Small-town America in the Midwest for teenagers at that time included dates, dances, rock and roll, cars, diaries, hope chests, Prom, and money-raising via activities like car washes. The local root beer stand, the lovers’ lanes, the soda shop, cruising the strip, gossip, who’s dating whom, school activities, parties with loud music and illegal beer, and the latest fashions that were two years behind the fashions on the coast–these were all memories from that period of time. Incorporating some of these items and locations in a mystery was fun since I lived through this “past.”

Memory and Character Development

Point-of-view and age make a huge difference. In A Death at Tippitt Pond, one of the characters–Elisha Davis–tells Beth Russell, the protagonist, about a special memory of her friendship with another character named Melanie Tippitt. Elisha is talking as an adult looking back with great fondness on her teenage years, but she is also creating an understanding of Melanie Tippitt in Beth’s mind from Elisha’s point-of-view.
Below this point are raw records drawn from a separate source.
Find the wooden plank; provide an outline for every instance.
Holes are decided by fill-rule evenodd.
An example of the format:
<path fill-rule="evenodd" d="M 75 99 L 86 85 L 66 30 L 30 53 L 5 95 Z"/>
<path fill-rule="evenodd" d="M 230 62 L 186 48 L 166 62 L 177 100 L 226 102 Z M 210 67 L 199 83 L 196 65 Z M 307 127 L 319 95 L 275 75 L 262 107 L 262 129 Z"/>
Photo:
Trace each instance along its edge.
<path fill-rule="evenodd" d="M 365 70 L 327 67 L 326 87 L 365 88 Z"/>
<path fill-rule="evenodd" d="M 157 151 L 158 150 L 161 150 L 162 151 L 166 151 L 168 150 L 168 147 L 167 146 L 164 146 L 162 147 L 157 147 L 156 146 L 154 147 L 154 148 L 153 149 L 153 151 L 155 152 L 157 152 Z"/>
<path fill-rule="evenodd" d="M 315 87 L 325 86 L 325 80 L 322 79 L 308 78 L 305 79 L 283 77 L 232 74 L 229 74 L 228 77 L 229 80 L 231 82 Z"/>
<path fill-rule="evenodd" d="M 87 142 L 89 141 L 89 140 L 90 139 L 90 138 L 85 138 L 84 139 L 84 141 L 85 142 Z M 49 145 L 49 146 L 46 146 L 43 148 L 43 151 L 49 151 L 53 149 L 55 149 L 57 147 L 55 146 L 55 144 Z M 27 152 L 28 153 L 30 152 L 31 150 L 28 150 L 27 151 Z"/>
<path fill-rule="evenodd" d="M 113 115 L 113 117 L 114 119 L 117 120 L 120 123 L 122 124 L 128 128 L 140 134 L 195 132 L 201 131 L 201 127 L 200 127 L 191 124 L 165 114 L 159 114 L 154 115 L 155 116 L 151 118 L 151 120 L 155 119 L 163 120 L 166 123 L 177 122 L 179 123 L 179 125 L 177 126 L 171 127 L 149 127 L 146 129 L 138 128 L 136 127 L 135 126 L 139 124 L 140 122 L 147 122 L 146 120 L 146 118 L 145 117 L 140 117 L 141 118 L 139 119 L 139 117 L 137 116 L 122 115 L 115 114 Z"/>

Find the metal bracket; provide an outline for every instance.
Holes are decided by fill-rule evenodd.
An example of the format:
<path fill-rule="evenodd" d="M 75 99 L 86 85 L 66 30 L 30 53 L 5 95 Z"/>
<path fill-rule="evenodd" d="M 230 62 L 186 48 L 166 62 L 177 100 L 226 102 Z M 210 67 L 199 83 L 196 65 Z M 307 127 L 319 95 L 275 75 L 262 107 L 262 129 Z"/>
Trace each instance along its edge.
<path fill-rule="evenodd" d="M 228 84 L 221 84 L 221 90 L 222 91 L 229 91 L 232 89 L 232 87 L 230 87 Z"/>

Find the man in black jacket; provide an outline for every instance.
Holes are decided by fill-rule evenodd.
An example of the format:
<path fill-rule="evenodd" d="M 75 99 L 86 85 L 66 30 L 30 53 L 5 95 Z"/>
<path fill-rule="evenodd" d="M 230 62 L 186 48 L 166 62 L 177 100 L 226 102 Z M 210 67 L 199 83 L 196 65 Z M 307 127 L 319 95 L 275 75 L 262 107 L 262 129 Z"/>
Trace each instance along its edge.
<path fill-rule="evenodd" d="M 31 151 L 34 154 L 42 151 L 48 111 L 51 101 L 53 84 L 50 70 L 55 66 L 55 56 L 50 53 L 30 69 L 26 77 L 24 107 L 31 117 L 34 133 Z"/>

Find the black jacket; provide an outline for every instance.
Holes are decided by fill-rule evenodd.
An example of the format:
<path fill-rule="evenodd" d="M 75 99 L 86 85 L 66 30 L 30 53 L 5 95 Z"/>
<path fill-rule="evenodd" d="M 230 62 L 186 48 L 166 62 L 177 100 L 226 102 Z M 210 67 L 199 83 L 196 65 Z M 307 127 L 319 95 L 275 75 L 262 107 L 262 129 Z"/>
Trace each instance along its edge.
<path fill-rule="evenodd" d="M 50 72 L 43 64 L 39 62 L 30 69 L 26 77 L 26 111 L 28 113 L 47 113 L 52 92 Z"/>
It’s a nostalgic look into the past when Elisha and Melanie were much younger.

photo by Scott Webb at unsplash.com

“Our sophomore year. The night she [Melanie Tippitt] became the queen of the May Dance. She wore the most beautiful pink formal with white elbow-length gloves and a glittery tiara. Afterward, we sat on the football field bleachers, our shoes kicked off, and talked about where our lives would go. She wanted to travel to the Far East–India, I think. She loved geography, travel. She told me she wanted to graduate from college and go see the world. Me, I thought I’d marry a handsome man and live happily ever after. You know, typical teenage stuff. Silly. But I believed she’d make her dream come true–she was that kind of person. She lived a charmed life … Funny how life never quite turns out the way you think it will.”

 

These characters and the past are due to come into our lives on June 15th, and,

as always …

                     a death at Tippitt Pond changed everything.